The environment variable specifies the directory path for the [Just-In-Time (JIT) compilation](https://docs.nvidia.com/cuda/cuda-programming-guide/01-introduction/cuda-platform.html.md#cuda-platform-just-in-time-compilation) cache.

**Possible Values**: The absolute path to the cache directory (with appropriate access permissions). The default values are:

- on Windows, `%APPDATA%\NVIDIA\ComputeCache`

- on Linux, `~/.nv/ComputeCache`


**Example**:

```
CUDA_CACHE_PATH=~/tmp
```

Copy to clipboard

* * *

### 5.2.2.3. `CUDA_CACHE_MAXSIZE` [\#](https://docs.nvidia.com/cuda/cuda-programming-guide/05-appendices/environment-variables.html\#cuda-cache-maxsize "Link to this heading")

The environment variable specifies the [Just-In-Time (JIT) compilation](https://docs.nvidia.com/cuda/cuda-programming-guide/01-introduction/cuda-platform.html.md#cuda-platform-just-in-time-compilation) cache size in bytes. Binaries that exceed this size are not cached. If needed, older binaries are evicted from the cache to make room for newer ones.

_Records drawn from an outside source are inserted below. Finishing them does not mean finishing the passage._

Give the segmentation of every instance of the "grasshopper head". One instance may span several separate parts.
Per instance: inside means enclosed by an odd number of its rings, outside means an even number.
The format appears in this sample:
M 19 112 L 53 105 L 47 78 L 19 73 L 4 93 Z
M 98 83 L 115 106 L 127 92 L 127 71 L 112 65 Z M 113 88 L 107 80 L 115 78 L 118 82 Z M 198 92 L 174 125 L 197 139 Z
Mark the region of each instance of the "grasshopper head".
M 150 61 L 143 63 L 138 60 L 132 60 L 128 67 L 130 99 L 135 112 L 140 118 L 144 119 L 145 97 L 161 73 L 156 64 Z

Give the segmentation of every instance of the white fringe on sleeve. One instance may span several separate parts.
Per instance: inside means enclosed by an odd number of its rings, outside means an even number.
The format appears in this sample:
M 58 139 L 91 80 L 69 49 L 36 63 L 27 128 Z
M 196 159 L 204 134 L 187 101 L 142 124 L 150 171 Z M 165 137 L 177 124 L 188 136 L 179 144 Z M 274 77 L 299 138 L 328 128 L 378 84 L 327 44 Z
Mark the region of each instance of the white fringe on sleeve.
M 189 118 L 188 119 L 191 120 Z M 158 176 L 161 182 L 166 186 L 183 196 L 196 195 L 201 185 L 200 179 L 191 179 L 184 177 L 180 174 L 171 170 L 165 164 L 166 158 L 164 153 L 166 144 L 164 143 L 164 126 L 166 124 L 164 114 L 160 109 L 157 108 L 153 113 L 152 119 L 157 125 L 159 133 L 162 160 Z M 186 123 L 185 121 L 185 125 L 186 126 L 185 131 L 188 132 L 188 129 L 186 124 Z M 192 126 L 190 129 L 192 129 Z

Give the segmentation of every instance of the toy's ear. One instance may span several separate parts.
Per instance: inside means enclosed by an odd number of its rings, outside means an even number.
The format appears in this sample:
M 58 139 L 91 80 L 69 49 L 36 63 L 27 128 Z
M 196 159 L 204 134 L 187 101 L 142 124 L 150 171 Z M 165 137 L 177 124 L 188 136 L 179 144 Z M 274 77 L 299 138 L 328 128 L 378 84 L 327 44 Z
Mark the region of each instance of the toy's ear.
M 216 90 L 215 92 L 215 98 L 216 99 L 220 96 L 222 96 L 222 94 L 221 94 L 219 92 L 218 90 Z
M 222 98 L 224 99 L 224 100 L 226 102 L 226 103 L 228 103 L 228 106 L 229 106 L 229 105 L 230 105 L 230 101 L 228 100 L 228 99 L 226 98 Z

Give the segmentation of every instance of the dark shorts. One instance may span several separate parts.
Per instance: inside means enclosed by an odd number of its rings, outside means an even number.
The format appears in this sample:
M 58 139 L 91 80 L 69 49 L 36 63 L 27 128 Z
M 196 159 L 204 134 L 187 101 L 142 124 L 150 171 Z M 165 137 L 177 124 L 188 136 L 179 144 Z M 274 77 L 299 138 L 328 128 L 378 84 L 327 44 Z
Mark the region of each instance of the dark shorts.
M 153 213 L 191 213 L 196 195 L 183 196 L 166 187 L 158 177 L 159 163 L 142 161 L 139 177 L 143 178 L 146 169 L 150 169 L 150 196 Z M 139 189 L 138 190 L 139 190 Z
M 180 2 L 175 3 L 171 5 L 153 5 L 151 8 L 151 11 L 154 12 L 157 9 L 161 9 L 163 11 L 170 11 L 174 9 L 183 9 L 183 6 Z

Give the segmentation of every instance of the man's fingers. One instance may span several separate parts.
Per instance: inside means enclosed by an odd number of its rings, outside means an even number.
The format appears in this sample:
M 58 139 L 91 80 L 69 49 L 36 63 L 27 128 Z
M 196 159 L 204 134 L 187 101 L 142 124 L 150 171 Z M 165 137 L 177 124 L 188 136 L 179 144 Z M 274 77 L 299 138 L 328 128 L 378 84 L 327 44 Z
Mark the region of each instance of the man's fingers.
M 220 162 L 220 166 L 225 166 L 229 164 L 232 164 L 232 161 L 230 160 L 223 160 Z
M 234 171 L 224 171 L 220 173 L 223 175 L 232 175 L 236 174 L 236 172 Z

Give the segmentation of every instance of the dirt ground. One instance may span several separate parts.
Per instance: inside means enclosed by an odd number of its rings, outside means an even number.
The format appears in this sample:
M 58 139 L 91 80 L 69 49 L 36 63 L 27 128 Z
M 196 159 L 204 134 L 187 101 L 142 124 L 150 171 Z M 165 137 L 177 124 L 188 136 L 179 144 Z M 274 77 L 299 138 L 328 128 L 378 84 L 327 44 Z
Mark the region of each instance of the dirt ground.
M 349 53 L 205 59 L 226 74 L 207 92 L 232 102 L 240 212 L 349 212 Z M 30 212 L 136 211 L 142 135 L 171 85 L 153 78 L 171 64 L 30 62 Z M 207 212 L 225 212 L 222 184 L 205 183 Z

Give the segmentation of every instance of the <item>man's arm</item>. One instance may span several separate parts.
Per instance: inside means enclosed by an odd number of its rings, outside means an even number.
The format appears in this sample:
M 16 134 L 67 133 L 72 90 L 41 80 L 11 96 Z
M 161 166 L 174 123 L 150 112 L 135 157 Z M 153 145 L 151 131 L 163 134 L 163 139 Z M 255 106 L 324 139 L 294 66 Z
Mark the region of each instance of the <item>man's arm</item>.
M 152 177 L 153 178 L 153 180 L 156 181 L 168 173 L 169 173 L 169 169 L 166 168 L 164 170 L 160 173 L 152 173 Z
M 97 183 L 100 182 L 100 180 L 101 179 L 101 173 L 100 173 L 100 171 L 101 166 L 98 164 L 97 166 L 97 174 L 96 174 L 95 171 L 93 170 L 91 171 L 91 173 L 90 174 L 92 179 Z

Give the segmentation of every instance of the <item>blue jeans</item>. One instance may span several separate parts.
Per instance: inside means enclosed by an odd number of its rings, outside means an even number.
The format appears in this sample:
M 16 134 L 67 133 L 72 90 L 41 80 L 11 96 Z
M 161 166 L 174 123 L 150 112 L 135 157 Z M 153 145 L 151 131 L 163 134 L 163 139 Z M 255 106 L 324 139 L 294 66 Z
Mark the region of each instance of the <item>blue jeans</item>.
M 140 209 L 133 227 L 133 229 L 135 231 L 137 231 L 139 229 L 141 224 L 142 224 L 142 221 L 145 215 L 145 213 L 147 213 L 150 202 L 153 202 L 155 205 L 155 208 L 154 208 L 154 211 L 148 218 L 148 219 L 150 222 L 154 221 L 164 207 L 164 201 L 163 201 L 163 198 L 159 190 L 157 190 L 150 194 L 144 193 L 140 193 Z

**Possible Values**: Number of bytes. The default values are:

- On desktop/server platforms, `1073741824` (1 GiB)

- On embedded platforms, `268435456` (256 MiB)


`4294967296` (4 GiB) is the maximum size.

**Example**:

```
CUDA_CACHE_MAXSIZE=268435456 # 256 MiB
```

Copy to clipboard

* * *

### 5.2.2.4. `CUDA_FORCE_PTX_JIT` and `CUDA_FORCE_JIT` [\#](https://docs.nvidia.com/cuda/cuda-programming-guide/05-appendices/environment-variables.html\#cuda-force-ptx-jit-and-cuda-force-jit "Link to this heading")

The environment variables instruct the CUDA driver to ignore any CUBIN embedded in an application and perform [Just-In-Time (JIT) compilation](https://docs.nvidia.com/cuda/cuda-programming-guide/01-introduction/cuda-platform.html.md#cuda-platform-just-in-time-compilation) of the embedded PTX code instead.

Forcing JIT compilation increases an application’s load time during initial execution. However, it can be used to validate that PTX code is embedded in an application and that its Just-In-Time compilation is functioning properly.
This ensures [forward compatibility](https://docs.nvidia.com/deploy/cuda-compatibility/) with future architectures.

`CUDA_FORCE_PTX_JIT` overrides `CUDA_FORCE_JIT`.

**Possible Values**:

- `1`: Forces PTX JIT compilation.

- `0`: Default behavior.


**Example**:

```
CUDA_FORCE_PTX_JIT=1
```

Copy to clipboard

* * *

### 5.2.2.5. `CUDA_DISABLE_PTX_JIT` and `CUDA_DISABLE_JIT` [\#](https://docs.nvidia.com/cuda/cuda-programming-guide/05-appendices/environment-variables.html\#cuda-disable-ptx-jit-and-cuda-disable-jit "Link to this heading")

The environment variables disable the [Just-In-Time (JIT) compilation](https://docs.nvidia.com/cuda/cuda-programming-guide/01-introduction/cuda-platform.html.md#cuda-platform-just-in-time-compilation) of embedded PTX code and use the compatible CUBIN embedded in an application.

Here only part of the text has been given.